# Help! Spilled water on my K2, 'Next Page' button stuck!



## flight75 (Nov 24, 2010)

Hey guys,

I spilled some water on my Kindle 2 and, not surprisingly, I have problems with it now...

The screen is perfectly functional, but it seems that the 'next page' button is stuck... The K2 constantly turns pages by itself, and I cannot get it to stop. I've done my best to dry it, but it hasn't helped...

Can you think of anything I can do?
If you have any advice, please help me...


----------



## Ann in Arlington (Oct 27, 2008)

There are a number of techniques for drying electronics.  The one I hear most often is to put it in a sealed plastic bag with some rice or silica packets.  Leave it several days. 

Given that it's a button issue, you might try blowing some compressed air and see if you can get rid of whatever moisture is there.

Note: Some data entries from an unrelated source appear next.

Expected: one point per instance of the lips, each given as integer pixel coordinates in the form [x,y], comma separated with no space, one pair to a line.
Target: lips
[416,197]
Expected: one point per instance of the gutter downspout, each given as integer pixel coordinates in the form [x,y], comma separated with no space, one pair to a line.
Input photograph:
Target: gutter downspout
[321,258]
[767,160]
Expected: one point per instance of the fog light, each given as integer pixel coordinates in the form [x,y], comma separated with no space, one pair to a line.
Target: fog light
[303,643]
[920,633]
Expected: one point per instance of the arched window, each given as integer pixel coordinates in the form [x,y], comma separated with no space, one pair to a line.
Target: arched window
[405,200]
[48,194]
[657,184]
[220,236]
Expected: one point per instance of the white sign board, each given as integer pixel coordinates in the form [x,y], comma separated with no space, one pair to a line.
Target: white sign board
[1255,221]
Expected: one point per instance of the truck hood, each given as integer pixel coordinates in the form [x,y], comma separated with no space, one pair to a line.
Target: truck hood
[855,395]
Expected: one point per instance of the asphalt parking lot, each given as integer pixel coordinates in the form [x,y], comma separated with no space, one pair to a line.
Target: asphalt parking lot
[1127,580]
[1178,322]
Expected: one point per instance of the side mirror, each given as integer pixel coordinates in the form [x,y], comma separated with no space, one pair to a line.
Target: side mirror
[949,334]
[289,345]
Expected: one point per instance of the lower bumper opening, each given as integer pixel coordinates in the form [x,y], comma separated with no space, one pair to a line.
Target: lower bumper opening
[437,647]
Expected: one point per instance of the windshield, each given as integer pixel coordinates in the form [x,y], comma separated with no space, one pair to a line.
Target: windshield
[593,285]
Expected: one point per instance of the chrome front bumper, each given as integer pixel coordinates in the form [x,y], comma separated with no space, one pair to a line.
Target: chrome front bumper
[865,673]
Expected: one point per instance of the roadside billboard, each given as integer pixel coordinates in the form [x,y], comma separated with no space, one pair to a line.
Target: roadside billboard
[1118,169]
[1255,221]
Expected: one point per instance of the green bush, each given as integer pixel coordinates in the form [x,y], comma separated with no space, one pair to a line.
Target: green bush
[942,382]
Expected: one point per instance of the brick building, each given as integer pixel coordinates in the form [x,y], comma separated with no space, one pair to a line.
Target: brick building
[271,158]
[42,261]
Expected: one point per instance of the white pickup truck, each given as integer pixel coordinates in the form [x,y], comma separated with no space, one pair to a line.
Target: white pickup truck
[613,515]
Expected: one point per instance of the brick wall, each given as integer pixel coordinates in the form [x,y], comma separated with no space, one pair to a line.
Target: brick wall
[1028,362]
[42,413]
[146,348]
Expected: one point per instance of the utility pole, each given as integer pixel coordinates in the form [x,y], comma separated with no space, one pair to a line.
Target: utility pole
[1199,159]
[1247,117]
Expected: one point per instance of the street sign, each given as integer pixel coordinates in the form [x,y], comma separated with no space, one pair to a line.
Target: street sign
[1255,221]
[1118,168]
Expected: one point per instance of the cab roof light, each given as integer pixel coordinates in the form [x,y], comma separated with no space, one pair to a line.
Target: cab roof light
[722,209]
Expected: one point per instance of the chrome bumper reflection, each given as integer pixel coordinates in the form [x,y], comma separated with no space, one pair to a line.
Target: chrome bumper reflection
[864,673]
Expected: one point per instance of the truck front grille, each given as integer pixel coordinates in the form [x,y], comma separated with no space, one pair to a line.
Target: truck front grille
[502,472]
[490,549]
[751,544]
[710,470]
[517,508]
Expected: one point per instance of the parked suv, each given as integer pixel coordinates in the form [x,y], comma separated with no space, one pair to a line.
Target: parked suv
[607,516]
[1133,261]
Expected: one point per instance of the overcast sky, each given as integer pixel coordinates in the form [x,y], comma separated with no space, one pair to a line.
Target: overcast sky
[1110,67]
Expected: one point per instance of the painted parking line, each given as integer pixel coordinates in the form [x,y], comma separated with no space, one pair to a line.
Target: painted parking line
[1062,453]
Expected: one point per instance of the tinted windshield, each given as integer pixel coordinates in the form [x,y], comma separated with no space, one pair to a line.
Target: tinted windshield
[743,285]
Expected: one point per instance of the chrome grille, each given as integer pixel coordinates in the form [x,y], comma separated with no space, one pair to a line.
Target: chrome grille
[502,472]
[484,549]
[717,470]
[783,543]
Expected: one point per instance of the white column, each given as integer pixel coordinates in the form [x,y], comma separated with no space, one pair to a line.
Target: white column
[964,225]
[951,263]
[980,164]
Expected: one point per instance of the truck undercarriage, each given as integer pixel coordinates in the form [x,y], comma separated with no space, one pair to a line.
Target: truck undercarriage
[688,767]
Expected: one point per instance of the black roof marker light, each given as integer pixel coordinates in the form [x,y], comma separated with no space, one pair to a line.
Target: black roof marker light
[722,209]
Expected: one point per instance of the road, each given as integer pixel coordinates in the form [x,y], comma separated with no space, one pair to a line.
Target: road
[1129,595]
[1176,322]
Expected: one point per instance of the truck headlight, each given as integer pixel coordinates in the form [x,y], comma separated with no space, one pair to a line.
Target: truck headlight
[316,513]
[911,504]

Others may have some other thoughts, but, if worse comes to worst, you should probably contact Amazon.  Be 100% honest about what happened. . . .chances are very good they'll either replace it, if it's under warranty, even though it's technically your 'fault', or they'll offer you a new one at a good price:  they've already announced a 'lightning deal' on the K2 for $89 on Friday, and  Some K1 owners have reported receiving discounts of up to $75 on the purchase of a new K3.

Good Luck!


----------